Surely this isn't the recent "coming together" he speaks of :
Iraq's most revered Shiite Muslim cleric has rejected calls for a U.S.-backed effort to form a bloc of moderate Shiite, Sunni Arab and Kurdish leaders to isolate extremists in the government, Shiite leaders said Saturday. [...]
Sistani's endorsement of the proposal was considered key. But during the meeting, Shiite leaders said, Sistani called on them to keep the 130-member United Iraqi Alliance intact.
For the record, that's the alliance that includes Moqtada al-Sadr. But Lieberman pretends that the proposed moderate alliance is alive and well because that means the war is winnable. Much like he pretends that opposition to this war is simply frustration.
The American people are justifiably frustrated by the lack of progress, and the price paid by our heroic troops and their families has been heavy. But what is needed now, especially in Washington and Baghdad, is not despair but decisive action -- and soon.
What the American people think is needed is an end to this war, not an escalation of the mistake. And beyond that, it's frustrating to lose your keys. It's frustrating to be stuck in traffic. To describe the American people's feelings about this war as frustration is dismissive and insulting.
Lieberman goes on to explain that the "most pressing problem" in Iraq is a lack of security. One can't help but wonder whether he required his own study group to come up with that bit of breaking news. And then, perhaps realizing that he had written several sentences without a recognizable talking point from the administration, Lieberman says:
On this point, let there be no doubt: If Iraq descends into full-scale civil war, it will be a tremendous battlefield victory for al-Qaeda and Iran.

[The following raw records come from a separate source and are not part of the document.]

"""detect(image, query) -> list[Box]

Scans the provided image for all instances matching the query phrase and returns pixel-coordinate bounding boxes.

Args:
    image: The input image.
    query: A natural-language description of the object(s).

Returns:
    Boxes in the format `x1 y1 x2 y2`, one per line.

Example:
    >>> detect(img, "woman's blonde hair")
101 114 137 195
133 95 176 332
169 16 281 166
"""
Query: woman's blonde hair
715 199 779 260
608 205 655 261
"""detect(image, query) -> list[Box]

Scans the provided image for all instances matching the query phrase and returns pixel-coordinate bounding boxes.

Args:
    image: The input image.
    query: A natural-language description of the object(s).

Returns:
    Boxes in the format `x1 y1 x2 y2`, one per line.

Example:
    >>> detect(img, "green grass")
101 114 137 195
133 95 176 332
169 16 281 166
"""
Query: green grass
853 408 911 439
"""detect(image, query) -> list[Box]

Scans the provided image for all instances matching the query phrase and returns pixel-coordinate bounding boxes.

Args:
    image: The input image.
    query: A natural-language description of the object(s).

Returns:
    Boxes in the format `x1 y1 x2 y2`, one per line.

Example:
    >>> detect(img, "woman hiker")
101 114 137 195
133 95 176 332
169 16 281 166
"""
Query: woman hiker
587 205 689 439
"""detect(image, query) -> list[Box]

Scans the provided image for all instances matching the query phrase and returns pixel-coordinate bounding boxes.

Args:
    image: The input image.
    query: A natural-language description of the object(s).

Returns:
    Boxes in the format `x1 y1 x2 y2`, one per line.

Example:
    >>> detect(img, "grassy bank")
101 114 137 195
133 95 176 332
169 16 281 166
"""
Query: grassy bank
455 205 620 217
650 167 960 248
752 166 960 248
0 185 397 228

If? Iraq descended into civil war long ago. But ignoring that obvious reality, Lieberman moves onto the point of the op-ed:
To turn around the crisis we need to send more American troops while we also train more Iraqi troops and strengthen the moderate political forces in the national government.
But does he believe it as strongly as he did last year when he said:
If all goes well, I believe we can have a much smaller American military presence there by the end of 2006 or in 2007,
Or as strongly as he did six months ago when he said:
I believe, that we will be able to withdraw a significant number of our men and women in uniform from Iraq by the end of this year and even more by next year.
Which belief should we believe? Or more to the point, how many times can someone be wrong and still be taken seriously? To be fair, Lieberman didn't base everything on gut instinct. He talked to military people in Iraq and they assured him that they wanted more troops. Particularly touching was the anonymous plea Lieberman said he received to "finish the fight." It's too bad he didn't take the time to talk to people who were willing to give their names. People like Spc. Don Roberts, who said:
I don't know what could help at this point. What would more guys do? We can't pick sides. It's almost like we have to watch them kill each other, then ask questions.
Or Sgt. Josh Keim:
Nothing's going to help. It's a religious war, and we're caught in the middle of it. It's hard to be somewhere where there's no mission and we just drive around.
But hey, what do they know? They probably don't believe strongly enough. Lieberman says:
In nearly four years of war, there have never been sufficient troops dispatched to accomplish our vital mission. The troop surge should be militarily meaningful in size, with a clearly defined mission.
Like the one he described last November?
Does America have a good plan for doing this, a strategy for victory in Iraq? Yes we do.
It seems that sufficient troop strength would have been a part of a good plan and strategy for victory, doesn't it? Was he lying then or is he dissembling now?
Lieberman finishes by saying:
Rather than engaging in hand-wringing, carping or calls for withdrawal, we must summon the vision, will and courage to take the difficult and decisive steps needed for success and, yes, victory in Iraq.
In other words, instead of facing reality and listening to what the American people want, we must continue and escalate the disastrous course in Iraq that we've followed for nearly four years. And somehow you know that this is something that Joe Lieberman strongly believes.